Don't crash your Mustang mate, it ain't five stars!

I dunno, the last thing I think about when I'm driving a you beaut' 2017 Muzza is crashing the bloody thing.

But I guess it's going to happen; I would be interested to know what the current accident rating is for the Mustang? Compared to the rest, I wonder if the fact that it's aimed at the enthusiast driver may have a bearing on the number of crashes experienced.

What's the bet it's a figure we'll never see!

So, the car has been in Oz for almost two years now with no ANCAP (Australasian New Car Assessment Program rating) and now that the Europeans have rated the car (EURO NCAP), Australia will be adopting that rating.
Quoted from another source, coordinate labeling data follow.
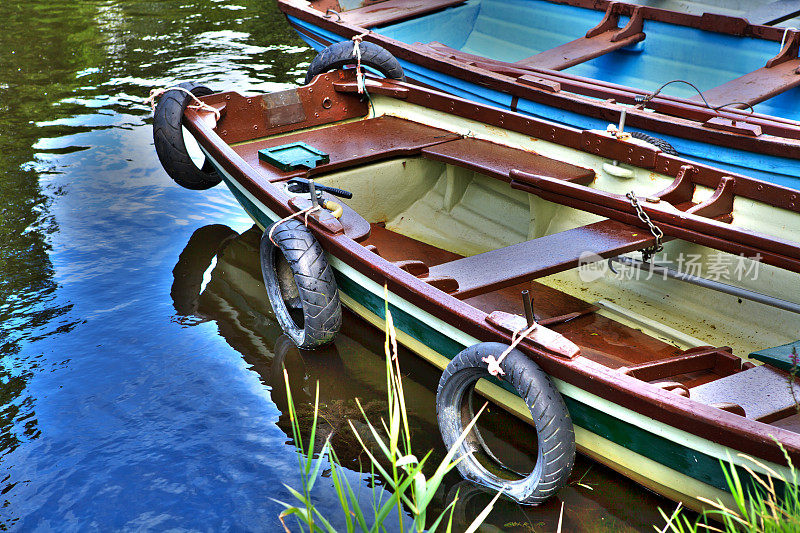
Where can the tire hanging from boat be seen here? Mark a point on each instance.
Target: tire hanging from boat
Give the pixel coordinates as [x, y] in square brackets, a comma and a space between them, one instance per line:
[341, 54]
[300, 285]
[170, 144]
[556, 437]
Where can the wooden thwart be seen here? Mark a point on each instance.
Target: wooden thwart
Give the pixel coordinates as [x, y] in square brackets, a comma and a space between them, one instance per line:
[601, 40]
[763, 392]
[541, 257]
[393, 10]
[497, 160]
[780, 74]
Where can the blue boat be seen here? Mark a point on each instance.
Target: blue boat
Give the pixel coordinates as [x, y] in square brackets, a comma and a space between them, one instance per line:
[583, 63]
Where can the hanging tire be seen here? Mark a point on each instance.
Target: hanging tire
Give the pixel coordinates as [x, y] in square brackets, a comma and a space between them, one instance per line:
[341, 54]
[300, 285]
[171, 145]
[556, 437]
[661, 144]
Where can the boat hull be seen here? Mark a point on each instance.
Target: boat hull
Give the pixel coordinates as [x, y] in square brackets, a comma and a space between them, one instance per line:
[665, 459]
[783, 171]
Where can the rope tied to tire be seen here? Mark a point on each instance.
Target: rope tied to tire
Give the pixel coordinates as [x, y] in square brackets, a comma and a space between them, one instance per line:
[357, 53]
[307, 211]
[493, 365]
[155, 94]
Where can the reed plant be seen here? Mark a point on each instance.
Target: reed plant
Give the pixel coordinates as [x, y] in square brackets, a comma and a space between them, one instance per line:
[760, 506]
[392, 460]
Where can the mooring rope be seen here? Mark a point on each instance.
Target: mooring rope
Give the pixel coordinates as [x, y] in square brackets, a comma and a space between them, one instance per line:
[307, 211]
[493, 365]
[158, 93]
[783, 40]
[357, 53]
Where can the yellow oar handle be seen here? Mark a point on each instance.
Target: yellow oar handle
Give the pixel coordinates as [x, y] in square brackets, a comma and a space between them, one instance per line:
[334, 208]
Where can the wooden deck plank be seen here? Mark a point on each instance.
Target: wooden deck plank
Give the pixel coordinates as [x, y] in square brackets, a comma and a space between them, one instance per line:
[497, 160]
[578, 51]
[391, 11]
[541, 257]
[349, 144]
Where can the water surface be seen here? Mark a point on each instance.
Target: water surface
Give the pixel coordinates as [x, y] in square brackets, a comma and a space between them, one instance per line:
[139, 362]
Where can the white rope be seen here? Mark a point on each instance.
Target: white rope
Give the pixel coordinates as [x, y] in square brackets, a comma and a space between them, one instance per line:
[357, 53]
[494, 364]
[783, 41]
[157, 93]
[307, 211]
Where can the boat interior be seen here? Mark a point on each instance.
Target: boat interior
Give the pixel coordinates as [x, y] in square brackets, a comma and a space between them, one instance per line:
[436, 198]
[621, 46]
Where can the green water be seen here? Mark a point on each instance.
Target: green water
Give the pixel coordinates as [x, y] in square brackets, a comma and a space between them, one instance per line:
[139, 361]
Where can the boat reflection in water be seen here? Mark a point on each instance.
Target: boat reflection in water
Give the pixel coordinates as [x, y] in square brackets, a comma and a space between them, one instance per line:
[354, 367]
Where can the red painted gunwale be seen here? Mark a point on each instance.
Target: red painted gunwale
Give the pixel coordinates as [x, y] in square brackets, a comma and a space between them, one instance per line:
[721, 427]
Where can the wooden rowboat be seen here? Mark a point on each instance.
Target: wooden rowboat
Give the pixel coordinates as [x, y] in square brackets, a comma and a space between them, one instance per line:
[458, 207]
[582, 62]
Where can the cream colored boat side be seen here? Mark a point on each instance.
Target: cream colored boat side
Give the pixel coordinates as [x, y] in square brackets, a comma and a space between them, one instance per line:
[467, 213]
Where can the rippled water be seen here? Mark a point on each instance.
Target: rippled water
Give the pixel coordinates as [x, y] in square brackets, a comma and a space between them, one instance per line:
[138, 361]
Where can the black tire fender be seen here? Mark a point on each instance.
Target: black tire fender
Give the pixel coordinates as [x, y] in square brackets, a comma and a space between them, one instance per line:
[170, 144]
[342, 53]
[556, 436]
[297, 275]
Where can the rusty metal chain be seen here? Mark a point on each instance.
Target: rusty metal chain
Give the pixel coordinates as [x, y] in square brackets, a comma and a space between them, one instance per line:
[650, 251]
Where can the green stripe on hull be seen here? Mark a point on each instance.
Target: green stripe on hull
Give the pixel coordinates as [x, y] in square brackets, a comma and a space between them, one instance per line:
[698, 465]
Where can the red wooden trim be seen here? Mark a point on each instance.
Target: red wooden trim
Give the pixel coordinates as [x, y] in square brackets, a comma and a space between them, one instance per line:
[390, 11]
[715, 425]
[497, 160]
[504, 267]
[603, 39]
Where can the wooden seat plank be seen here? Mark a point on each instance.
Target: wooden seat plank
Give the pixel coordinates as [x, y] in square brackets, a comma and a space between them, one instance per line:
[755, 87]
[541, 257]
[578, 51]
[774, 12]
[497, 160]
[762, 391]
[390, 11]
[350, 144]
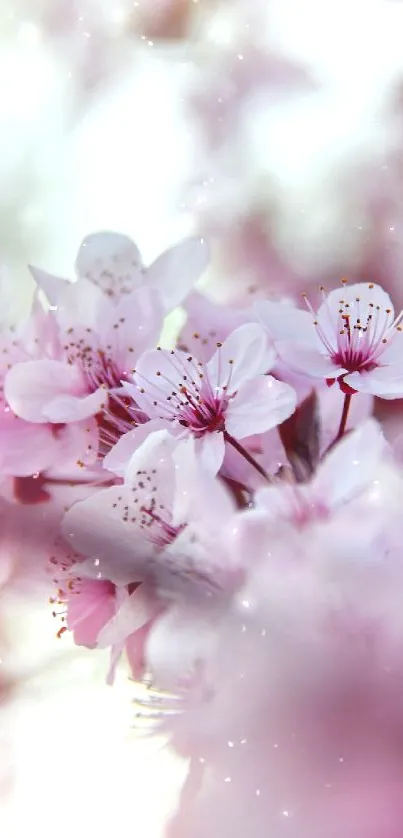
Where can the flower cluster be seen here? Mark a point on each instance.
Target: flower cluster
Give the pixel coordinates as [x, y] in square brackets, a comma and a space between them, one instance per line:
[224, 475]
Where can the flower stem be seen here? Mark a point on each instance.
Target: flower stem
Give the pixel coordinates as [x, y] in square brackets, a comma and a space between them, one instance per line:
[248, 457]
[344, 416]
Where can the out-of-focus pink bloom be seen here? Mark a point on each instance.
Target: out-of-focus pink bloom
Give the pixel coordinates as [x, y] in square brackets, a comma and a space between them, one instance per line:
[228, 398]
[207, 322]
[354, 338]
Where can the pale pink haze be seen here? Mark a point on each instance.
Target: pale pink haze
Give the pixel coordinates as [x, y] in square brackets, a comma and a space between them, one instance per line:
[159, 532]
[105, 320]
[27, 448]
[354, 338]
[228, 397]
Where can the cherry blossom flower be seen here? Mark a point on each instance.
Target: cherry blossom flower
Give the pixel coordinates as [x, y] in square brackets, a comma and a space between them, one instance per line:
[112, 262]
[218, 403]
[344, 477]
[98, 343]
[353, 338]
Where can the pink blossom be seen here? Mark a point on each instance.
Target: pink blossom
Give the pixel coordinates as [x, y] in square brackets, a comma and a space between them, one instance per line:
[104, 321]
[353, 338]
[112, 262]
[227, 399]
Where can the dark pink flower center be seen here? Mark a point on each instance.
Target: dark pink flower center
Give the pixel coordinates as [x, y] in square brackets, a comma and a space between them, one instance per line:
[357, 333]
[193, 402]
[100, 369]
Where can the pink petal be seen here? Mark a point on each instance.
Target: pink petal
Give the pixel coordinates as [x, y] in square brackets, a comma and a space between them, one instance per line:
[331, 401]
[31, 386]
[134, 613]
[112, 262]
[392, 351]
[245, 354]
[118, 458]
[259, 405]
[385, 382]
[134, 325]
[284, 321]
[177, 270]
[52, 286]
[305, 359]
[208, 322]
[83, 307]
[210, 450]
[159, 374]
[351, 465]
[89, 609]
[74, 408]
The problem is, it's a worrying two out of possible five stars. Not the sort of thing you'd expect of a modern car from a major manufacturer, but there you have it.

To the enthusiast, the Mustang is more about the drive than the tech and for a lot of us where the Mustang scores poorly we couldn't care less. There's virtually no driver aids, for example; no speed assistance, no lane departure warning, autonomous emergency braking and forward collision warning. Crickey - you have to drive the car yourself and pay full attention - Isn't that a novel idea!

The last car to receive an ANCAP rating of just two stars was the Chinese Chery J11 in 2011.

In all seriousness though, there are some concerns but a two-star rating doesn't mean it's necessarily unsafe, it's just that the vast majority of new cars have a higher rating.

The airbag deployment system needs attention, both driver and passenger made contact with the car's interior before the bags fully inflated. Fixing that is not optional.

More troubling is the Mustang's structural performance results; rear passengers may be in for a rough time in a full frontal collision with a greater risk of severe head, chest and leg injuries than acceptable along with front airbag deployment issues - it doesn't paint a pretty picture.

Ford Australia is insisting the car is indeed safe and meets or exceeds all global safety standards. Interestingly the NHTSA NCAP (the US version of ANCAP) awarded the Mustang a five-star rating. How, why and where the rules differ between NCAP ratings would make for interesting reading.

It doesn't change how I feel about the current Mustang, I still love it and if money were no object one would be in my garage already. The updated MY 2018 Mustang is said to address most of the safety concerns raised by the poor EURO NCAP results. If you find the results too troubling and you're in the market for a new Mustang, maybe you should wait  'till mid-2018 as a safe bet.

Remember, the most reliable driving aid we have is not to drive like a NONG! Keep a keen eye out for said nongs, which are unfortunately out there and there's a good chance you'll avoid a collision.